Stefano Bollani: io al piano per i bimbi disabili

Stefano Bollani: io al piano per i bimbi disabili

«Io non mi sono mai deciso a entrare nel mondo del lavoro, ho la fortuna di considerare come una professione il fare quello che mi piace, divertendomi, come fosse un gioco».

Sarà per questo che Stefano Bollani non ci ha pensato due volte ad aderire al “Progetto Lam!”, ideato per sostenere la ricerca sul ruolo del gioco nello sviluppo del bambino e favorire l’inclusione della disabilità infantile, esibendosi pro bono nel suo “Piano Solo”, venerdí 15 maggio, alle 21, al teatro Verdi di Gorizia.

«Sono rimasto subito affascinato da quest’idea. Ammetto che colpisce subito la sensibilità di rivolgersi ai bambini disabili, ma io – ci confida il pianista toscano – apprezzo soprattutto il fatto che si voglia porre l’attenzione sull’importanza del gioco nella sua totalità. Noi, adulti in generale e genitori in particolare, siamo diventati troppo seri sia nei confronti dei piccoli sia anche di noi stessi, dimenticandoci che spesso le cose migliori nascono proprio giocando».

Parla a tutti, ma parla anche a se stesso, Bollani. Un uomo che ha sempre saputo quel che voleva fare, fin da quando, piccolo pianista di sei anni, decise che sí, il pianoforte sarebbe stato il suo strumento, ma anche che non poteva essere sufficiente. Per giocare fino in fondo lui sapeva di avere bisogno di parole e di tutte le sfumature della libertà, non solo del bianco e nero dei tasti e delle note sui righi degli spartiti.

E cosí, a maggio, il pubblico friulano potrà godere della sua performance piú sincera, quella in cui il jazzista piú spettacolare d’Italia si esibirà senza scaletta, godendo della piú totale libertà d’essere e di espressione.

«Se sono senza vincoli mi diverto di piú, e se mi diverto posso seguire i sentimenti e dare tutto di me.

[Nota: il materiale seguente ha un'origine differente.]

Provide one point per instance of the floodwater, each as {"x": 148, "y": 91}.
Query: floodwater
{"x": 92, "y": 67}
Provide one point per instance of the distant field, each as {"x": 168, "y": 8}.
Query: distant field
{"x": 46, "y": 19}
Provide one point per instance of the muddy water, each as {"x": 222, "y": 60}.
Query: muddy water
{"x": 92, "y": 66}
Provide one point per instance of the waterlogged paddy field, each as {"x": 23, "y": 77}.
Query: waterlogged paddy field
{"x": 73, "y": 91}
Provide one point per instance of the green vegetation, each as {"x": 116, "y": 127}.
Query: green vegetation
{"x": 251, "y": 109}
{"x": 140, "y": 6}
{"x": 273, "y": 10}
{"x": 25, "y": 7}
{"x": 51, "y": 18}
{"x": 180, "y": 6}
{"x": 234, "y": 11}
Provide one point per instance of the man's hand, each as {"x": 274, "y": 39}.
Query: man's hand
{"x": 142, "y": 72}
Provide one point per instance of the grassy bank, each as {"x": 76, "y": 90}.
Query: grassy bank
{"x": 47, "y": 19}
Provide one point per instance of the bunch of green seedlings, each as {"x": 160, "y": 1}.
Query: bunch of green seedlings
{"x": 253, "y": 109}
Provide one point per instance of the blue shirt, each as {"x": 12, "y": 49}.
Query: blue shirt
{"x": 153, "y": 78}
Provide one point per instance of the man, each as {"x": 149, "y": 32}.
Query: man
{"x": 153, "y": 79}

A Gorizia – ci confida Bollani – è proprio questo ciò che voglio fare, lasciarmi andare e regalare al pubblico tutte le emozioni di cui sono capace».

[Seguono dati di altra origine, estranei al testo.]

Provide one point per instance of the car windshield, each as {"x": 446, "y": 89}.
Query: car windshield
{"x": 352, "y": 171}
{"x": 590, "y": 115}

Emozioni che potranno cosí prendere i toni suadenti del jazz, quelli ondeggianti della musica brasiliana – autentica passione di Bollani – e quelli briosi delle parodie dei grandi artisti italiani (memorabile quella di Franco Battiato, facilmente reperibile su youtube), specialità cara al pianista fiorentino perché lui sa fondere musica e comicità in una sola performance.
Il concerto goriziano (i cui biglietti sono già disponibili online sul circuito Vivaticket e, dal 23 aprile, presso il botteghino del Teatro e i cui proventi saranno devoluti al sostegno della ricerca dell’Irccss Stella Maris di Pisa attraverso lo Smile Lab, l’Irccss Mondino di Pavia e l’Unità di Neuropsichiatria Infantile del Policlinico Gemelli di Roma) sarà cosí un unicum.

Non solo per il programma d’improvvisazione promesso da Bollani, ma anche in quanto esclusiva tappa dell’evento organizzato dalle due “anime” del progetto Lam!, ovvero la parte no-profit, Associazione Incastri, in collaborazione con quella imprenditoriale, Look at Me s.r.l., una start-up goriziana nata da poco piú di un anno dall’idea di due giovani amiche, Giovanna Culot e Anna Devecchi, per dotare tutti i giocattoli di quegli accorgimenti che li rendano fruibili al maggior numero di bambini.

Inoltre, a partire dalla Provincia di Gorizia che promuove il concerto (che ha trovato anche il patrocinio del comune di Udine, oltre che quello della Consulta disabili Friuli Venezia Giulia) sono state coinvolte anche importanti realtà del territorio che sostengono l’iniziativa per la realizzazione di un sogno: fornire a tutti i bambini, inclusi quelli con disabilità, l’opportunità di giocare insieme con strumenti studiati per favorire la loro crescita.

Per Bollani, comunque, questo sarà solo il primo concerto in regione prima di tornare il prossimo 20 luglio sul colle del Castello di Udine per presentare il progetto “Bollani Sheik Yer Zappa”, che prende il nome da un grande disco del 1979, “Sheik Yerbuti”, nel quale Zappa se la prendeva con buona parte del mercato pop di quegli anni.